Welten sollte nicht billig davonkommen. Es war eine Kraftprobe, die Svend vorhatte – ein letztes Examen, das er machen wollte.

»Entschuldigen Sie, Herr Geheimrat, meine Zeit ist knapp. Ich würde auf Ihre sofortige Entscheidung Wert legen.«

Welten richtete sich auf, als habe Svend ihn berührt. Seine Metallaugen umspannten ihn von neuem; aber Svend gab ihm seinen Blick ruhig zurück.

Da verstand Welten plötzlich, daß Svend sich mit ihm messen wollte. Der Schatten eines Lächelns trat auf seine schmalen Lippen.

»Zwei Millionen können Sie nicht bekommen. Ich werde dem Aufsichtsrat vorschlagen, eine Million zu Ihrer Disposition zu stellen; doch geschieht dies unter der Voraussetzung, daß der Staat eine entsprechende Unterstützung gewährt. Sind Sie schon bei der Regierung gewesen?«

»Noch nicht!« sagte Svend und erhob sich, »Prinz Adolph aber hat heute eingewilligt, das Protektorat zu übernehmen, darum nehme ich an – – ja, dann bedaure ich, Herr Geheimrat!«

Svend erinnerte sich so lebhaft seiner ersten Unterredung mit Welten, Wort für Wort stand sie vor ihm, daß er der Versuchung nicht widerstehen konnte. »Guten Morgen!« sagte er, und merkte selbst, daß es ebenso trocken und kalt klang wie damals, als Welten ihn mit denselben Worten verabschiedet hatte.
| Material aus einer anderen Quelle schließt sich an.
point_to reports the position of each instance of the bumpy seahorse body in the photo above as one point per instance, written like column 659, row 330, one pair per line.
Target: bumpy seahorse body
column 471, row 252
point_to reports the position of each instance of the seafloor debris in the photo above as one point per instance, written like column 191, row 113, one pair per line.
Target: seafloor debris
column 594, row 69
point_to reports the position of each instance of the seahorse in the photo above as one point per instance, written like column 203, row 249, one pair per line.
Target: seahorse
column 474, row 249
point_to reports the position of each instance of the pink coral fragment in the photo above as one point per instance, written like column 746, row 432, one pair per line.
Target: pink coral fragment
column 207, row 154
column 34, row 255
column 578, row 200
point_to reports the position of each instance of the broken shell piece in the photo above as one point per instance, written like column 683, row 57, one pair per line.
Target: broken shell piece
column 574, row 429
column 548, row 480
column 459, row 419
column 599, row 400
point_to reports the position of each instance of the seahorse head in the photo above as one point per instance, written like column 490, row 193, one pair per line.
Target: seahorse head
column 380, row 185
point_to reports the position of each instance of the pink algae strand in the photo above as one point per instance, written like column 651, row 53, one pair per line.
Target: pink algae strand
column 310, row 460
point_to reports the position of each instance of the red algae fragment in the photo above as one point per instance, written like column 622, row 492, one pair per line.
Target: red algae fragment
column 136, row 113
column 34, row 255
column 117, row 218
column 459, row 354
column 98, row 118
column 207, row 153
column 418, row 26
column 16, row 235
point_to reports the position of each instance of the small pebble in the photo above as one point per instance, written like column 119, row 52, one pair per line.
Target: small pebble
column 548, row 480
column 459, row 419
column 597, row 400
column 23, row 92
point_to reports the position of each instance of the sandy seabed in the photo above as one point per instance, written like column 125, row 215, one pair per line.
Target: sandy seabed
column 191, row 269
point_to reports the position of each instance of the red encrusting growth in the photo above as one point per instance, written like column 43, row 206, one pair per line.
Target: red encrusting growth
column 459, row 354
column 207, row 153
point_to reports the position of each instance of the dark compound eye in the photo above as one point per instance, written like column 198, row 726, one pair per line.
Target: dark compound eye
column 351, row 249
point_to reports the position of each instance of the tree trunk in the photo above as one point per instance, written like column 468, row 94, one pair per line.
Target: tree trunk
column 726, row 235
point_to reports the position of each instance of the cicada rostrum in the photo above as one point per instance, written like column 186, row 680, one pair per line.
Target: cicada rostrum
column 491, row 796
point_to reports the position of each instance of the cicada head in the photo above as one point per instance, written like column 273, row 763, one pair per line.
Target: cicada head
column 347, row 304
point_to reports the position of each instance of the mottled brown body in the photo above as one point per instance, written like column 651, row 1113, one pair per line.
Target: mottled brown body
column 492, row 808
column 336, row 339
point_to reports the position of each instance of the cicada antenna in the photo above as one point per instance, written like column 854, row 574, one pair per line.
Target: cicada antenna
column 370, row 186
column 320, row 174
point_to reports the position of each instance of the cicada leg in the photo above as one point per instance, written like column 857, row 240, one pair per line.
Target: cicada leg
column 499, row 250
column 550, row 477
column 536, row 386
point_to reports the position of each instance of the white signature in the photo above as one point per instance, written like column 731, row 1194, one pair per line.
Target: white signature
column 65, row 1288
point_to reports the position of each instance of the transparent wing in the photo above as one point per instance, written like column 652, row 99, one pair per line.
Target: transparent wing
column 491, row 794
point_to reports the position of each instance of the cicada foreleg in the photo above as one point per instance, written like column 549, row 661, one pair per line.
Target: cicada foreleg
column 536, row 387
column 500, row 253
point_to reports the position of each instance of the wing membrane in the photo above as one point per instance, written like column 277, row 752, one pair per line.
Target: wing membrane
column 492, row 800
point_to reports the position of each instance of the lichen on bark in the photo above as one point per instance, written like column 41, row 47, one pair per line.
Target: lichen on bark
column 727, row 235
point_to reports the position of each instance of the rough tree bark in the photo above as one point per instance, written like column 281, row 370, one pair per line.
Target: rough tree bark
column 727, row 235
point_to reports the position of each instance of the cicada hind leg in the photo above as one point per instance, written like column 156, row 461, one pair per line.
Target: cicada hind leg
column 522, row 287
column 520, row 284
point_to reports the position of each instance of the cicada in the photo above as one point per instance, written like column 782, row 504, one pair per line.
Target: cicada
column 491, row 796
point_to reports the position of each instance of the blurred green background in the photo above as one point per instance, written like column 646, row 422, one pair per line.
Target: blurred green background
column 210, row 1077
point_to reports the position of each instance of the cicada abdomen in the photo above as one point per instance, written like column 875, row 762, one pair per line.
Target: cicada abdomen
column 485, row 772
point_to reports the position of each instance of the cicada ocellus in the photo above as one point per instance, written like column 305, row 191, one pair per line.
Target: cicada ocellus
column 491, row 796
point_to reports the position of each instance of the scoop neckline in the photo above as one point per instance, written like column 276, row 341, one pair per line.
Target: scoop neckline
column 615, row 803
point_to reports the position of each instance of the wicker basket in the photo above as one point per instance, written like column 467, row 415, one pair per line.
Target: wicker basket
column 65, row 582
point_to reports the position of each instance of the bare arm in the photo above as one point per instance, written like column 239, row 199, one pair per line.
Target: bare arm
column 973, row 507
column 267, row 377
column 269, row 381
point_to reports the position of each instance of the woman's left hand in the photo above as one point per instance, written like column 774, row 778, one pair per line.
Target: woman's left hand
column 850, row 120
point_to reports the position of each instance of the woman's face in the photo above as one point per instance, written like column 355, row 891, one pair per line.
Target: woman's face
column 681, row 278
Welten hatte sich auch erhoben. Jetzt erst durchschaute er die Situation vollkommen. Er hatte diesen Mann unterschätzt, der sich den Prinzen gesichert hatte, bevor er zu ihm gekommen war. Er saß hier vielleicht nur, weil er dazu delegiert war, erinnerte sich der alten Geschichte mit Kruses Papieren und war im Herzen froh darüber, daß er ihn, Geheimrat Welten, umgehen konnte.

Die Zeiten waren andere geworden; seit dem Systemwechsel hatte er mit ganz neuen Leuten zu tun. Hier war eine Chance für ihn.

Entschlossen und schnell machte er eine Schwenkung.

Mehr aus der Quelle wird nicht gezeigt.